GPU Performance API
The GPU Performance API (GPUPerfAPI, or GPA) is a powerful library, providing access to GPU Performance Counters. It can help analyze the performance and execution characteristics of applications using a Radeon™ GPU. This library is used by Radeon Compute Profiler and CodeXL as well as several third-party tools.
Table of Contents
- Major Features
- What's New
- System Requirements
- Cloning the Repository
- Source Code Directory Layout
- "Public" vs "Internal" Versions
- Known Issues
- Building the Source Code
- Historical Release Notes
- Provides a standard API for accessing GPU Performance counters for both graphics and compute workloads across multiple GPU APIs.
- Supports Vulkan™, DirectX™ 12, DirectX 11, OpenGL, OpenCL™, and ROCm/HSA
- Supports all current GCN-based Radeon graphics cards and APUs.
- Supports both Windows and Linux
- Provides derived "public" counters based on raw HW counters
- "Internal" version provides access to some raw hardware counters. See "Public" vs "Internal" Versions for more information.
- Version 3.2 (8/21/18)
- Add support for additional GPUs and APUs.
- Wrapped all GPA entrypoints in try/catch to ensure unhandled exceptions do not escape the GPA library.
- Add VS2017 project files.
- Bugs Fixed:
- Fixed https://github.com/GPUOpen-Tools/GPA/issues/18.
- Fixed support for scheduling counters on multiple sessions.
- OpenGL: Fixed a bug in GPASample cleanup.
- An AMD Radeon GCN-based GPU or APU
- Radeon Software Crimson Adrenaline Edition 18.8.1 or later (Driver Packaging Version 18.30.01 or later).
- Pre-GCN-based GPUs or APUs are no longer supported by GPUPerfAPI. Please use an older version (2.17) with older hardware.
- Windows 7, 8.1, and 10
- Ubuntu (16.04 and later) and RHEL (7 and later) distributions
Cloning the Repository
To clone the GPA repository, execute the following git commands
- git clone https://github.com/GPUOpen-Tools/GPA.git
After cloning the repository, please run the following python script to retrieve the required dependencies (see BUILD.md for more information):
- python Scripts/UpdateCommon.py
UpdateCommon.py has replaced the use of git submodules in the GPA repository
Source Code Directory Layout
- Build -- contains both Linux and Windows build-related files
- Common -- Common libs, header and source code not found in other repositories
- docs -- contains documentation sources and a Doxygen configuration file
- Src/DeviceInfo -- builds a lib containing the Common/Src/DeviceInfo code (Linux only)
- Src/Examples -- contains the source code for a DirectX 12 and Vulkan sample which use GPUPerfAPI
- Src/GPUPerfAPI -- builds a lib containing Src/GPUPerfAPI-Common/GPUPerfAPI.cpp (Linux only)

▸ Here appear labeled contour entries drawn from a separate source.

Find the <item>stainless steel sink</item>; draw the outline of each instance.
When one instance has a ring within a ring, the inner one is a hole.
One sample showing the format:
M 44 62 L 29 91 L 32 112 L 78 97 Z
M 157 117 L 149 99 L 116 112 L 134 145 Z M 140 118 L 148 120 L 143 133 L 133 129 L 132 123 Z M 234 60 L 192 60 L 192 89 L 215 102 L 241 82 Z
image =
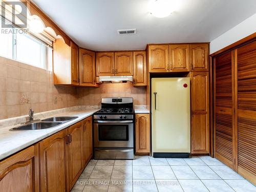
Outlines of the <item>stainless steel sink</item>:
M 61 121 L 61 122 L 67 122 L 71 121 L 72 120 L 76 119 L 78 117 L 53 117 L 48 118 L 47 119 L 42 120 L 42 121 L 51 121 L 51 122 L 56 122 L 56 121 Z
M 61 122 L 37 122 L 12 128 L 10 131 L 40 130 L 53 128 L 63 123 Z

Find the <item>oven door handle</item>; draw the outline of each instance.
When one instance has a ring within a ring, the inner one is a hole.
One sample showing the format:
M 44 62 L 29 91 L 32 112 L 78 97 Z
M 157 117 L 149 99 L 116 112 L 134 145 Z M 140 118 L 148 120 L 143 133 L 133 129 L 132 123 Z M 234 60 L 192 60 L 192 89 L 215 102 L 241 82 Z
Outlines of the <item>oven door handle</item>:
M 127 121 L 98 121 L 97 120 L 94 120 L 95 123 L 132 123 L 133 120 L 127 120 Z
M 95 148 L 94 151 L 97 151 L 97 152 L 101 152 L 101 151 L 104 151 L 104 152 L 130 152 L 131 151 L 131 149 L 130 148 L 129 150 L 98 150 L 97 148 Z

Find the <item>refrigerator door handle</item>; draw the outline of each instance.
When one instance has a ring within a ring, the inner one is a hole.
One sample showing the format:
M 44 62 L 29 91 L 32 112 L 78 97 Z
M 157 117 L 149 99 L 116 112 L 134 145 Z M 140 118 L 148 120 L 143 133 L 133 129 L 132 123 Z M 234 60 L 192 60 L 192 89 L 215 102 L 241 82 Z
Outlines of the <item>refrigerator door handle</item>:
M 155 110 L 157 110 L 157 93 L 154 93 L 155 95 Z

- Src/GPUPerfAPI-Common -- contains source code for a Common library shared by all versions of GPUPerfAPI
- Src/GPUPerfAPICL -- contains the source for the OpenCL™ version of GPUPerfAPI
- Src/GPUPerfAPICounterGenerator -- contains the source code for a Common library providing all counter data
- Src/GPUPerfAPICounters -- contains the source code for a library that can be used to query counters without an active GPUPerfAPI context
- Src/GPUPerfAPIDX -- contains source code shared by the DirectX versions of GPUPerfAPI
- Src/GPUPerfAPIDX11 -- contains the source for the DirectX11 version of GPUPerfAPI
- Src/GPUPerfAPIDX12 -- contains the source for the DirectX12 version of GPUPerfAPI (Developer Preview)
- Src/GPUPerfAPIGL -- contains the source for the OpenGL version of GPUPerfAPI
- Src/GPUPerfAPIHSA -- contains the source for the ROCm/HSA version of GPUPerfAPI
- Src/GPUPerfAPIUnitTests -- contains a small set of unit tests for GPUPerfAPI
- Src/GPUPerfAPIVk -- contains the source for the Vulkan version of GPUPerfAPI
- Src/PublicCounterCompiler -- source code for a tool to generate C++ code for public counters from text files defining the counters.

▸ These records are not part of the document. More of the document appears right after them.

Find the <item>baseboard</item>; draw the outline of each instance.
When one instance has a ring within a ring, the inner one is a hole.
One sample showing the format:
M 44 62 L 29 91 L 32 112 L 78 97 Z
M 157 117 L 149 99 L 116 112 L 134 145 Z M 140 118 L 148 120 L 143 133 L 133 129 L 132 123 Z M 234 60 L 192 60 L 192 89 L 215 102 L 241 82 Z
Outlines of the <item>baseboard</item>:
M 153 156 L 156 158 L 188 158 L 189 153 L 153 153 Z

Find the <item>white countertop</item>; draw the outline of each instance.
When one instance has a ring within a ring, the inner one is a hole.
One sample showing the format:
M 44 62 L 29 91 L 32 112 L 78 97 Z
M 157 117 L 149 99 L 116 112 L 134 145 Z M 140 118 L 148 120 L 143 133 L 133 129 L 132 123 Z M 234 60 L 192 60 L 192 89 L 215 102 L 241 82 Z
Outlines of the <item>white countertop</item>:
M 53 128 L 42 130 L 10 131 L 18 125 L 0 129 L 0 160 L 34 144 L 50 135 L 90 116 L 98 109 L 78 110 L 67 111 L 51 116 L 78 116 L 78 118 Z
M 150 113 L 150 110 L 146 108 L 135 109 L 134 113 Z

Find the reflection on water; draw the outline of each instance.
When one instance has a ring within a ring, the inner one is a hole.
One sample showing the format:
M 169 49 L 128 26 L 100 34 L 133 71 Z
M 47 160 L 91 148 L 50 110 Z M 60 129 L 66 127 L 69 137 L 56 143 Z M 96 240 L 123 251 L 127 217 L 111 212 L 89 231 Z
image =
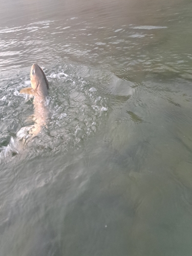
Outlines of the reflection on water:
M 191 3 L 0 3 L 1 255 L 190 256 Z

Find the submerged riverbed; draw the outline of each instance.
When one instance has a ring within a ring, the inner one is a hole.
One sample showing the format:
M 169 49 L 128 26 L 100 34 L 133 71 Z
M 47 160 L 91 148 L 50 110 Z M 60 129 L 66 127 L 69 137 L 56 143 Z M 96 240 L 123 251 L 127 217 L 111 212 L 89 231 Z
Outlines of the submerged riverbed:
M 0 3 L 1 255 L 191 256 L 190 1 Z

- Src/PublicCounterCompilerInputFiles -- input files that can be fed as input to the PublicCounterCompiler tool
- Scripts -- scripts to use to clone/update dependent repositories
The documentation for GPUPerfAPI can be found in each GitHub release. In the release .zip file or .tgz file, there will be a "docs" directory. Simply open the index.html file in a web browser to view the documentation.

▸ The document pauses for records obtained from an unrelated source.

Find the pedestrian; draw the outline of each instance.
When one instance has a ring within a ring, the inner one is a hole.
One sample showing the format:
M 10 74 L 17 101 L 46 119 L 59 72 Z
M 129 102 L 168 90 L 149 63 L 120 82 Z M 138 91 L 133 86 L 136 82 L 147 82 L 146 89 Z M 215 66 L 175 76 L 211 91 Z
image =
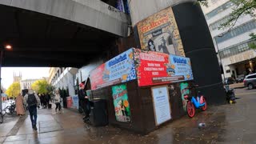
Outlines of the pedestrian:
M 38 94 L 40 96 L 40 103 L 41 103 L 41 107 L 43 107 L 43 98 L 42 94 Z
M 40 99 L 35 93 L 30 89 L 29 90 L 28 94 L 26 94 L 24 97 L 24 103 L 28 106 L 28 110 L 30 115 L 30 120 L 32 123 L 32 128 L 34 130 L 37 130 L 37 118 L 38 118 L 38 112 L 37 106 L 40 106 Z
M 16 112 L 17 115 L 22 116 L 25 114 L 23 97 L 19 94 L 16 98 Z
M 58 112 L 61 112 L 61 96 L 59 94 L 59 91 L 58 90 L 55 91 L 55 105 L 56 105 L 56 108 L 55 108 L 55 112 L 57 113 L 57 110 L 58 109 Z
M 49 107 L 50 107 L 50 106 L 49 106 L 50 99 L 50 97 L 49 93 L 47 93 L 47 94 L 46 94 L 46 105 L 47 105 L 47 107 L 49 108 Z
M 88 97 L 86 96 L 86 93 L 85 91 L 85 84 L 84 83 L 80 83 L 80 90 L 78 93 L 78 97 L 79 99 L 81 99 L 81 106 L 83 109 L 83 111 L 86 114 L 86 116 L 83 118 L 83 119 L 86 122 L 89 122 L 89 118 L 90 118 L 90 103 L 89 103 L 89 99 Z
M 42 105 L 43 105 L 43 108 L 46 107 L 46 97 L 45 94 L 42 94 Z

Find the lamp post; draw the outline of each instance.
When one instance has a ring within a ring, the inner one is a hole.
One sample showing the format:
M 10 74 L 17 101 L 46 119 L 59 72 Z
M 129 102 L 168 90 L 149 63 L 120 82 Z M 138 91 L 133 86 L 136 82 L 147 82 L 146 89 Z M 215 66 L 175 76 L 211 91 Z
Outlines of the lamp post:
M 218 37 L 219 37 L 219 38 L 221 38 L 221 37 L 222 37 L 222 36 L 223 36 L 223 35 L 218 35 Z M 218 46 L 218 43 L 217 43 L 217 41 L 216 41 L 216 38 L 214 37 L 214 42 L 215 42 L 215 44 L 216 44 L 216 47 L 217 47 L 217 50 L 218 50 L 218 54 L 219 60 L 220 60 L 221 65 L 222 65 L 222 70 L 223 70 L 223 78 L 224 78 L 224 84 L 225 84 L 225 72 L 224 72 L 224 68 L 223 68 L 222 59 L 221 54 L 219 53 Z
M 0 110 L 1 113 L 2 112 L 2 77 L 1 77 L 1 74 L 2 74 L 2 55 L 3 55 L 3 52 L 5 49 L 7 50 L 10 50 L 12 48 L 12 46 L 10 45 L 6 45 L 4 49 L 0 50 Z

The documentation is hosted publicly at: http://gpuperfapi.readthedocs.io/en/latest/
"Public" vs "Internal" Versions
This open source release supports building both the "Public" and "Internal" versions of GPUPerfAPI. By default the Visual Studio solution and the Linux build scripts will produce what is referred to as the "Public" version of GPUPerfAPI. This version exposes "Public", or "Derived", counters. These are counters that are computed using a set of hardware counters. Until now, only the Public version of GPUPerfAPI was available on the AMD Developer website. As part of the open-source effort, we are also providing the ability to build the "Internal" versions of GPUPerfAPI. In addition to exposing the same counters as the Public version, the Internal version also exposes some of the hardware Counters available in the GPU/APU. It's important to note that not all hardware counters receive the same validation as other parts of the hardware on all GPUs, so in some cases accuracy of counter data cannot be guaranteed. The usage of the Internal version is identical to the Public version. The only difference will be in the name of the library an application loads at runtime and the list of counters exposed by the library. See the Build Instructions for more information on how to build and use the Internal version. In the future, we see there being only a single version of GPUPerfAPI, with perhaps a change in the API to allow users of GPA to indicate whether the library exposes just the Derived counters or both the Derived and the Hardware counters. We realize using the term "Internal" for something which is no longer actually Internal-to-AMD can be a bit confusing, and we will aim to change this in the future.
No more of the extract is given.